Le monde du travail en France connait, au cours de ces deux dernières décennies, une mutation de ses statuts d’exercice de l’activité professionnelle. EN VIDEO
Si les commerçants et les artisans cèdent la place au salariat de masse en grandes-surfaces, le secteur des services (communication, informatique, études conseils, formation…) vit un phénomène inverse. Ces pratiques professionnelles jusqu’alors institutionnalisées, encadrées et régies par des administrations, se transforment : elles s’externalisent. Le salariat majoritairement représenté, transite vers une nouvelle forme de statut du travail : l’indépendant.
Cette transformation est telle, que la France compte en ce début du XXI° siècle, 3,1 millions de travailleurs indépendants. Si l’on peut attribuer ce résultat à l’évolution des mentalités sur la notion du « travail » dans l’esprit des nouvelles générations, les décisions politiques ont encouragé la tendance en légiférant en faveur de ces nouvelles formes de travail.
La loi du 4 août 2008 entrée en vigueur du nouveau statut « auto-entrepreneur » au 1er janvier 2009, marque un symbole fort dans l’esprit des travailleurs : créer son propre emploi comme solution à une problématique liée à l’absence de travail ou liée à un malaise dans l’exercice de son activité. L’argument politique avancé sur la facilité administrative et fiscale pour l’accès à ce nouveau statut, suscite un effet d’aubaine pour les travailleurs sans-emploi, pour ceux en quête d’évolution professionnelle, pour ceux en attente d’une revalorisation de leur rémunération.
L’argument de facilité a alimenté l’illusion de la facilité de créer, piloter et développement une entreprise. S’engouffrent dans ces statuts entrepreneuriaux, des professionnels en posture de salariés. Sans doute avec une maîtrise technique d’un métier, ces auto-entrepreneurs sont dénués, pour la majorité, de compétences entrepreneuriales. La confusion de la facilité administrative annoncée expose des professionnels non aguerris aux pratiques de prospections commerciales, aux calculs de rentabilité économique, aux négociations tarifaires, à la défense de leur propre rémunération.
En conséquence, la situation sociale, économique et financière des travailleurs indépendants est fragile voire précaire. 10% d’entre eux dépendent d’un seul client, ils vivent une relation de salariat caché sans bénéficier d’une protection sociale digne d’un statut de salarié. 90% dégagent un revenu inférieur au smic au bout de trois ans d’activité. La majorité des travailleurs indépendants ne s’autorise pas à être malade et vit avec l’inquiétude d’une interruption d’activité et don de rémunération en cas d’arrêt maladie.

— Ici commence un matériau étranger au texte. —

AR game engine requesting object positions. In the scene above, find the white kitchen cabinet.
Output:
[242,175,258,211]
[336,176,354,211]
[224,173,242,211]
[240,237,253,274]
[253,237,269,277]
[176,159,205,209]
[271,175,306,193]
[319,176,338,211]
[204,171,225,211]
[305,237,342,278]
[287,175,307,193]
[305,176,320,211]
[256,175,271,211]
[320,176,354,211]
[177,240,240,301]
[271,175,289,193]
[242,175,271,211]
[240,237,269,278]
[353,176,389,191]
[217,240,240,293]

Et pourtant, le moral et la bonne humeur des travailleurs indépendants semblent être au plus fort. Se soustraire à une relation de subordination d’emploi, s’aménager un cadre spatiotemporel adapté à sa vie personnelle, s’octroyer le choix des missions et de ses clients sont autant de sensation de liberté qui conduisent au bien-être au travail.
Ainsi nous nous interrogeons sur les motivations qui animent les travailleurs indépendants à persévérer dans ce statut en confrontant richesse et valeur travail au sens d’Hannah ARENDT. Alors que l’industrialisation de l’économie du XVIII° conduisait les travailleurs à troquer la valeur travail (autonomie de l’artisan dans leurs outils de production, dans la créativité, dans le prolongement de soi dans la réalisation accomplie) contre la richesse (attrait pour une rémunération garantie liée à l’accomplissement d’une tâche voire d’une mono-tâche sur le modèle fordiste), le XXI° témoignerait-il d’un phénomène inverse ? Le travailleur privilégierait-il la valeur travail à la richesse rémunératrice du travail ?
Anne SOUETRE, Fatima SFIA et Fanny LIGNERES ont mené une recherche sur ce thème dans le cadre du Colloque M’20 -12° colloque interuniversitaire sur le thème du Management des Technologies Organisationnelles- qui se tiendra à la Maison des Sciences de l’Homme à Montpellier les jeudi 1er et vendredi 2 Octobre 2020.